Metro documents show a decision to sandwich older cars between newer ones following the deadly June accident was not supported by an engineering analysis.
Remember when Metro took their older rail cars -- the "uncrushworthy" 1000 Series ones like the one that smooshed like an accordian in the June 22 Red Line accident -- and stuck 'em in-between newer, sturdier cars?
The move was allegedly one aimed at better safety. But it looks like there were no engineers behind the decision... or, were there?
We thought the transit agency had been foiled once again by the intrepid investigative reporters at The Washington Post, who reported:
Metro took the action "as a means to address public perception," Metro safety chief Alexa Dupigny-Samuels told a safety panel in July in a previously undisclosed letter.
Shifting the cars "was not undertaken because these railcars are 'unsafe' or [because they] pose a hazard," she wrote in the letter to the Tri-State Oversight Committee, a regional safety panel. Officials repositioned the cars, she said, "to provide an added level of reassurance." Dupigny-Samuels did not cite any scientific support for the move.
Committee members concluded that Dupigny-Samuels viewed the measure as "purely a public relations effort," records show.

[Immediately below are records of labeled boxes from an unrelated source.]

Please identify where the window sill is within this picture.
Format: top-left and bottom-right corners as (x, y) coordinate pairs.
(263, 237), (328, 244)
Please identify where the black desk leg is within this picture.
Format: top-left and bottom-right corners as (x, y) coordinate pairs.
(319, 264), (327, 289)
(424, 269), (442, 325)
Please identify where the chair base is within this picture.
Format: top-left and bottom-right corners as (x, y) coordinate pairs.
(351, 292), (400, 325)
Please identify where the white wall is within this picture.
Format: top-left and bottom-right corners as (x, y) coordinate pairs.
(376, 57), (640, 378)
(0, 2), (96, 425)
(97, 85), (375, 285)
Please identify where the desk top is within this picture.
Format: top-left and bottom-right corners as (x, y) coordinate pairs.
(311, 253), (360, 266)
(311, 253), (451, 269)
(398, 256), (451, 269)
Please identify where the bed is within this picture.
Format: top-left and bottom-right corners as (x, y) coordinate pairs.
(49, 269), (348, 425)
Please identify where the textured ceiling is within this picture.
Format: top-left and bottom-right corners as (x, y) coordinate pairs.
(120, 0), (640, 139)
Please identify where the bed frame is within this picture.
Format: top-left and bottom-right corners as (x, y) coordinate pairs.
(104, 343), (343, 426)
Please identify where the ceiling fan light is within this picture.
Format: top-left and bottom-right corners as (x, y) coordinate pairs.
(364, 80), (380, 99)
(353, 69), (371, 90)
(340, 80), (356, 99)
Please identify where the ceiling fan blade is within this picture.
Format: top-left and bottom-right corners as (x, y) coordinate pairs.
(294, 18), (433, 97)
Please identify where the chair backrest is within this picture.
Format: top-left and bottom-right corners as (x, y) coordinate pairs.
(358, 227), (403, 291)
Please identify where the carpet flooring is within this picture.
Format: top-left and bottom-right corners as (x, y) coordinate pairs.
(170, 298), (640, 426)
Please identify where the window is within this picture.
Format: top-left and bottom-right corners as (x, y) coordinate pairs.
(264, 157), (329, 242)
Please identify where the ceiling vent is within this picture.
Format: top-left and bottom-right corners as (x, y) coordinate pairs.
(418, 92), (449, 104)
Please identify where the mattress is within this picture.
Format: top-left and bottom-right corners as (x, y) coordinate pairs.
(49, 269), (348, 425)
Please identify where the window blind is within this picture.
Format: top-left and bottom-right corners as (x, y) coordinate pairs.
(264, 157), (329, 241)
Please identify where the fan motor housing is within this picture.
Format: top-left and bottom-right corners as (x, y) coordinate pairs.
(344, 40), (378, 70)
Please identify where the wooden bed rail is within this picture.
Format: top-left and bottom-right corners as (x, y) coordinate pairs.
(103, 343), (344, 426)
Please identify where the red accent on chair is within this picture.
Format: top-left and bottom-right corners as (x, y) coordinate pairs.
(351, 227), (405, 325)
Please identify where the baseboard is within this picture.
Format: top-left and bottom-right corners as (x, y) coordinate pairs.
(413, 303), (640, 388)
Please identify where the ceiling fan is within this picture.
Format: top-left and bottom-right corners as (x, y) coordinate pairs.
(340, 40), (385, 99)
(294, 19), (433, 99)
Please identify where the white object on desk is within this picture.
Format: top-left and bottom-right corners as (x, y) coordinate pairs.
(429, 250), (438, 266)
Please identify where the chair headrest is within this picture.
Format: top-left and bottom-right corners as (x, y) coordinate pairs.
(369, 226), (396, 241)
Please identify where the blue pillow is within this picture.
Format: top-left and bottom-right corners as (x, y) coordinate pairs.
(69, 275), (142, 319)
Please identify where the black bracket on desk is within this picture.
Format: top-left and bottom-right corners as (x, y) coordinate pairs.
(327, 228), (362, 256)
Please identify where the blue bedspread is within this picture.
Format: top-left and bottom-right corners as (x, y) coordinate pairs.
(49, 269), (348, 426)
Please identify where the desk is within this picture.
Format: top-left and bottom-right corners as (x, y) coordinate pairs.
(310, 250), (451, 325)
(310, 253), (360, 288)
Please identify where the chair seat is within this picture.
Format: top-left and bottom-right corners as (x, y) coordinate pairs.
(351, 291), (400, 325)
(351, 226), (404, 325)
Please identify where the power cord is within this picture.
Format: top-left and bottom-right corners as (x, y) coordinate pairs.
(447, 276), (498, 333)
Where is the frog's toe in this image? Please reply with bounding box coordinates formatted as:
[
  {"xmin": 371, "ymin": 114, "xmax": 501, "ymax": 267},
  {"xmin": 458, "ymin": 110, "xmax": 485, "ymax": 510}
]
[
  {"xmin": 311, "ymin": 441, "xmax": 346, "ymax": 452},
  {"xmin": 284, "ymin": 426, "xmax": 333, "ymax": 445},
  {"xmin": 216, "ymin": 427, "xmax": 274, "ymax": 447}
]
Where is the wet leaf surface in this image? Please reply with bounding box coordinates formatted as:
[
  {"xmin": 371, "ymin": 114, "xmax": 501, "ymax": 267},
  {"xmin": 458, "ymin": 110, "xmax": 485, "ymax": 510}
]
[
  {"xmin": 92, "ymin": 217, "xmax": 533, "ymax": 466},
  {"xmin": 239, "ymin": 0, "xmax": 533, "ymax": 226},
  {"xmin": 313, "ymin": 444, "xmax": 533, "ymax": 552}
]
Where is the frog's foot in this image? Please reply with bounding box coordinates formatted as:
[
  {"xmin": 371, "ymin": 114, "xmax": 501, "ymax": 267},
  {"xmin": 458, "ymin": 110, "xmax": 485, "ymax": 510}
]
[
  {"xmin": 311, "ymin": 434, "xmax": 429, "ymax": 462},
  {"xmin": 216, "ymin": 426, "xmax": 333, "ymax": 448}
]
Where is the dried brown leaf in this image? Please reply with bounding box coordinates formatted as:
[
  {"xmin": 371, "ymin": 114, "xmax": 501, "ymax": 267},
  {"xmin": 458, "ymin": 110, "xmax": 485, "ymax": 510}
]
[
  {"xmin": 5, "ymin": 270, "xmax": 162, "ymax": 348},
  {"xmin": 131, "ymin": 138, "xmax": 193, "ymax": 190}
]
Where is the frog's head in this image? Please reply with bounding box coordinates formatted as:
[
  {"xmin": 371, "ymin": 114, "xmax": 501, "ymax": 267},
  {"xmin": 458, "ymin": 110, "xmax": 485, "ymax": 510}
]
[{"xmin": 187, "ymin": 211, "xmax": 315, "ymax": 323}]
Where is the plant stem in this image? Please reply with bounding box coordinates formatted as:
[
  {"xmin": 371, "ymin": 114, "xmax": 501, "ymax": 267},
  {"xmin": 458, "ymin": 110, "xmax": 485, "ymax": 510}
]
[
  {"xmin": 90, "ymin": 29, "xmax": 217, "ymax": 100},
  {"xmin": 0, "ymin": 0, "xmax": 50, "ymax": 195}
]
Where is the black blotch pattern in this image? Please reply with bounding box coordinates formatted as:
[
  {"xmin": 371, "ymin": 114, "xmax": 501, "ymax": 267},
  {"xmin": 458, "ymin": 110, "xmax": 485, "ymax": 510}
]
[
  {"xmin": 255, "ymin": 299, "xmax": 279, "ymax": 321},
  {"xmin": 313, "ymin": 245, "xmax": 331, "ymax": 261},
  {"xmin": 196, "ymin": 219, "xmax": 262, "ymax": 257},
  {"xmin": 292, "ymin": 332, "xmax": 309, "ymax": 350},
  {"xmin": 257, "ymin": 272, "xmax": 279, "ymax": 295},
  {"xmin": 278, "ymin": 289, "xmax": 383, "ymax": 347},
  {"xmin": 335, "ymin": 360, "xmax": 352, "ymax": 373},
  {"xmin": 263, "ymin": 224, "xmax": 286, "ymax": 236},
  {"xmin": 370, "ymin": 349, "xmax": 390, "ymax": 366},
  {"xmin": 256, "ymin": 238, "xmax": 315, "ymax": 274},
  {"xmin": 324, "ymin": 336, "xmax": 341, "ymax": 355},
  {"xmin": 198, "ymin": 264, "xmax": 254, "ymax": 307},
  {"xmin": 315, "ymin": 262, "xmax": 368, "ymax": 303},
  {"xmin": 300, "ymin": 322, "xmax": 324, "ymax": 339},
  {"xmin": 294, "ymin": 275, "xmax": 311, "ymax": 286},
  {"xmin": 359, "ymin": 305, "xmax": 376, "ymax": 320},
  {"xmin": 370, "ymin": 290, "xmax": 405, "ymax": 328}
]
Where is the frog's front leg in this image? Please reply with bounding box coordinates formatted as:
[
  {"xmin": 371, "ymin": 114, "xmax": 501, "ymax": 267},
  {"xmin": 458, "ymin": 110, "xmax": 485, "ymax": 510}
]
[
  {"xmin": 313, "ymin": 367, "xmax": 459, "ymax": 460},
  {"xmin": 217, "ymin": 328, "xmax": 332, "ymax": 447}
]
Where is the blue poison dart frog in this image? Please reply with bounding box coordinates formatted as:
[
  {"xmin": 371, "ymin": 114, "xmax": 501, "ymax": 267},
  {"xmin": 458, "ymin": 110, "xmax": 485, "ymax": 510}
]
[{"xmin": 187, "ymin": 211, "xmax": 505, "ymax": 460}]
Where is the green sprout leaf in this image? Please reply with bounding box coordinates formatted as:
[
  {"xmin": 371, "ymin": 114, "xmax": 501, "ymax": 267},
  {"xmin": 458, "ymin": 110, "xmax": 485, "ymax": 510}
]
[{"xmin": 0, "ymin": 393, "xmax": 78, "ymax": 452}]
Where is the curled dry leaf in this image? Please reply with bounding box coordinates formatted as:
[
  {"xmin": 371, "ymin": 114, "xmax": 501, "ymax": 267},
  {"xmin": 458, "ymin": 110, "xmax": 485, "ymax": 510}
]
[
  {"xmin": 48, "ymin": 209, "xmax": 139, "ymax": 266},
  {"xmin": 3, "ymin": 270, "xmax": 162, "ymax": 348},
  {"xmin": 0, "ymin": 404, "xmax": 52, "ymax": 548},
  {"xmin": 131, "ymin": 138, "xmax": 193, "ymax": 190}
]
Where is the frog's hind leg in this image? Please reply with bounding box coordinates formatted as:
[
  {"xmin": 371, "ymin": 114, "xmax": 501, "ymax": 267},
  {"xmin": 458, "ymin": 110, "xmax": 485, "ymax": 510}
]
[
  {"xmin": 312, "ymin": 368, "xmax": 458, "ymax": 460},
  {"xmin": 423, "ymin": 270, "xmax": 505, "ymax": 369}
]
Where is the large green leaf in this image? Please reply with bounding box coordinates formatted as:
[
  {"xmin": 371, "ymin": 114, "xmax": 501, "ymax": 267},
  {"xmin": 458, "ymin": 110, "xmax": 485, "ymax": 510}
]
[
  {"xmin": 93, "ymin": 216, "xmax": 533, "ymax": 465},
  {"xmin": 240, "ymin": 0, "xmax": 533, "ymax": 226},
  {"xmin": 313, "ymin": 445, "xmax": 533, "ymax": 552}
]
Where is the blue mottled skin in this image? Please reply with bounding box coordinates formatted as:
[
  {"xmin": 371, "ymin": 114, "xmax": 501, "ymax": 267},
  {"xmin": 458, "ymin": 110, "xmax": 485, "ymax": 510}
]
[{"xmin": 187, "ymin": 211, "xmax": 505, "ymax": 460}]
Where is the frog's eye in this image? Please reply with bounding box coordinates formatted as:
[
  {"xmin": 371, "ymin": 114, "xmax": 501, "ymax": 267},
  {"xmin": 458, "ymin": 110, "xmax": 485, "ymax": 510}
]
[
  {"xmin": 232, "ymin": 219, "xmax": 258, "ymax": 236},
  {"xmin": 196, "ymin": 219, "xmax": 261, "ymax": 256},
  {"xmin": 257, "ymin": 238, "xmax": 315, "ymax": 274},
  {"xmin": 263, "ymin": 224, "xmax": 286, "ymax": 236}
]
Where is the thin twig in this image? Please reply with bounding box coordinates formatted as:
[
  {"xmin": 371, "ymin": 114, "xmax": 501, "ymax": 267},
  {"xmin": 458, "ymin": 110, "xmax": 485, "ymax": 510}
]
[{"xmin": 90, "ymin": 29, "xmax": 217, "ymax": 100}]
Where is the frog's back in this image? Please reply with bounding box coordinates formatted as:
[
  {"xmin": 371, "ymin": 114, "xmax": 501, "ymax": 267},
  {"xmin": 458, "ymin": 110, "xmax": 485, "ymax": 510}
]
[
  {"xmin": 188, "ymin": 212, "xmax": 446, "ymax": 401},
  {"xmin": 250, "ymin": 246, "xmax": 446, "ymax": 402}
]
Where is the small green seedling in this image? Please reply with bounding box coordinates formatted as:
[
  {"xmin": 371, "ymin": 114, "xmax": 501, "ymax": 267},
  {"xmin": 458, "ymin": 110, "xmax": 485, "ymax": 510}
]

But when it comes to The Washington Post, Metro -- and its PR arm -- never rest. The transit agency "has issued a line-by-line list of corrections, clarifications and commentary on the article," including this:
There has been analysis done by experts in the field who were looking at the benefits of shifting the location of trains within a train set, although they were not specifically studying Metrorail cars in the analysis that they conducted.
The U.S. Department of Transportation's Research and Innovative Technology Administration (RITA) has compiled a great deal of research relevant to crashworthiness. It is posted online at http://www.volpe.dot.gov/sdd/pubs-crash.html.
Officials on Metro's staff believe that under current operating conditions, if the oldest cars are in the center of six- and eight-car trains that the newer cars may act as a buffer and absorb the majority of impact in the event of a collision.
In the statement, Metro General Manager John B. Catoe, Jr., adds: “Under current operating conditions, the 1000 Series rail cars are safe, and they are needed to move close to 800,000 people each weekday.”
"Replacing the 1000 Series cars would be done when replacement cars are available and not as an immediate measure. So there are no current plans to remove them from service. That is not practical or necessary, given that there is no evidence that the 1000 Series cars contributed to the accident. Scientific studies and common sense both tell us that removing these cars from the lead and trail positions on trains will lessen damage to these, our oldest cars," Catoe said in the statement.
No evidence that the 1000 Series cars contributed to the accident? What about the 1000 series cars that crumpled during a 2004 crash at Woodley Park? Or that the lead car in the June 22 crash was a 1000 series car?
Or how about the fact that the National Transportation and Safety Board -- the agency that is still investigating the Red Line crash in June -- declined to endorse Metro's "bellying" plan in testimony July 14 before the House?
And we haven't even gotten to the whole additional expense and overtime for re-shuffling the cars every night stuff either.
So good try, Metro. But we're going with Why.I.Hate.DC on this one. There are only so many PR tricks we can take.